I use the word incredible in the sense of difficult to believe or extraordinary.
In one of the most revealing and interesting articles I’ve read in a while, the London Review of Books looks into the world of mobile phone surveillance. It begins with the example of www.mapamobile.com in the UK, a freely available service (one of many as a quick Google search reveals) that can be used to track the movements of a mobile phone. A related BBC report by Click Online presenter Spencer Kelly notes how easy it is to circumvent the security protocol associated with a phone that is to be tracked.
While I’ve repeatedly mentioned on this blog that social networking linked to proximity thresholds on mobiles could be a killer app in densely populated areas (megacities), the potential of using the same technology to monitor movements and track people is no longer the domain of science fiction or films like Enemy of the State.
But what’s interesting about the LRB article is not this. It is highlighting the Intelligence Support Systems industry (ISS) industry, growing by leaps and bounds, and its links with and interest in the mobile phone and telecoms companies. And the question is poses is a fascinating one,
…identify targets for LI (that’s ‘lawful intercept’) in the first place: it’s a cinch to bug someone, but how do you help a law enforcement agency decide who to bug?
The way ISS companies go about doing this is worth quoting in full,
To help answer that question, companies like ThorpeGlen (and VASTech and Kommlabs and Aqsacom) sell systems that carry out ‘passive probing’, analysing vast quantities of communications data to detect subjects of potential interest to security services, thereby doing their expensive legwork for them. ThorpeGlen’s VP of sales and marketing showed off one of these tools in a ‘Webinar’ broadcast to the ISS community on 13 May. He used as an example the data from ‘a mobile network we have access to’ – since he chose not to obscure the numbers we know it’s Indonesia-based – and explained that calls from the entire network of 50 million subscribers had been processed, over a period of two weeks, to produce a database of eight billion or so ‘events’. Everyone on a network, he said, is part of a group; most groups talk to other groups, creating a spider’s web of interactions. Of the 50 million subscribers ThorpeGlen processed, 48 million effectively belonged to ‘one large group’: they called one another, or their friends called friends of their friends; this set of people was dismissed. A further 400,000 subscriptions could be attributed to a few large ‘nodes’, with numbers belonging to call centres, shops and information services. The remaining groups ranged in size from two to 142 subscribers. Members of these groups only ever called each other – clear evidence of antisocial behaviour – and, in one extreme case, a group was identified in which all the subscribers only ever called a single number at the centre of the web. This section of the ThorpeGlen presentation ended with one word: ‘WHY??’

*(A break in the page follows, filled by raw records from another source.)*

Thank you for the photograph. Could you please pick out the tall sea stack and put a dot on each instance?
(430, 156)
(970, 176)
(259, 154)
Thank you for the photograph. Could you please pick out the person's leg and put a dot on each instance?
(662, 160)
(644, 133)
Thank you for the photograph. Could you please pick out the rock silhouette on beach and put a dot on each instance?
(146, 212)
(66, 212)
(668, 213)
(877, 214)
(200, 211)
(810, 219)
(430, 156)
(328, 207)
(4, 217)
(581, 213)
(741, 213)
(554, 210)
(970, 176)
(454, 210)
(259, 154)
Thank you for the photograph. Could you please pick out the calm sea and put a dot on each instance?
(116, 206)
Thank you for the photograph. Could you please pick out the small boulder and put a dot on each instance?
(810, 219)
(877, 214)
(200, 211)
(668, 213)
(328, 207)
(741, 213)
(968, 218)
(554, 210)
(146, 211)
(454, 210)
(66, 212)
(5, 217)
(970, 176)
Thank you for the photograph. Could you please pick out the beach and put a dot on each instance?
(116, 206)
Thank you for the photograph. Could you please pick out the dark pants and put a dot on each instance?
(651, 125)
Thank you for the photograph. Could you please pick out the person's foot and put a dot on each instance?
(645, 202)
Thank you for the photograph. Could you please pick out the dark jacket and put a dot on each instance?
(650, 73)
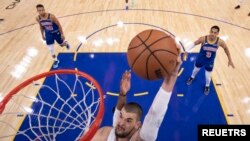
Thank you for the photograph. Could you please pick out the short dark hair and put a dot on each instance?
(39, 5)
(135, 108)
(215, 27)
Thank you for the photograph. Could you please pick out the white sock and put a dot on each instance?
(195, 71)
(208, 77)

I’m hugely ambivalent about this sort of power. The bona fides of all telecoms companies in Sri Lanka, and many other countries with regimes more interested in control and containment than democracy, are already suspect. Governments themselves often conveniently confuse anti-terrorism and the post 9/11 war on terror with legitimate dissent on human rights abuses. Together, the worst of telcos and illiberal regimes have a degree of control over movements and communications that, given our dependence on the web, Internet and mobile communications, is unprecendented in human history. I have always thought that Burma was exceedingly foolish to cut off all communications during and in response to the Saffron Revolution. A more sophisticated regime would have simply tracked all the communications, taking a page from China, and then targetted nodes (indviduals and groups) who were responsible for most of the information generation.
ThorpeGlen’s technology makes this easy to do and I doubt very much that they have ethical guidelines (or frankly even a remote interest in human rights) that will prevent them from selling their product to regimes not known for their support of democracy. The capabilities of the system are astounding – able to track multiple SIMs, handsets and devices and remind me of the Semantic Navigator that I toyed around with in the early days of implementing Groove Virtual Office to support the One Text process in Sri Lanka.
On the other hand, this technology is here and being further developed. There’s no wishing it away and governments are openly talking about ways to break even themost secure mobile communications channels. Commercial variants are indubitably going to be useful in humanitarian aid and peace related work – to help with location and situational awareness on the ground and complement other technologies such as mobile video, offering real time, immersive updates from the field with little or no user interaction.
A committed interest in combatting terrorism and creating better systems to manage disaster aid work makes it difficult to not get animated by and support these technologies. On the other hand, I am worried about the capabilities of these systems used by governments to hunt what becomes an evolving definition of terrorists and terrorism which soon includes those like myself who are openly critical of the gross abuse of human rights and media freedom by a regime in Sri Lanka hell-bent on a total war to the detriment of democracy.
Many of us are already under surveillance. It’s difficult from where I am to be optimistic about this sort of technology used more as a tool to promote democracy over self-serving wars against terrorism, but I take this as a challenge for all peacebuilders who increasingly use ICTs. Technology after all, is and was never neutral. Our challenge is to use what we have access to pursue our goals, which are strangely yet inextricably entwined with those of the ISS industry.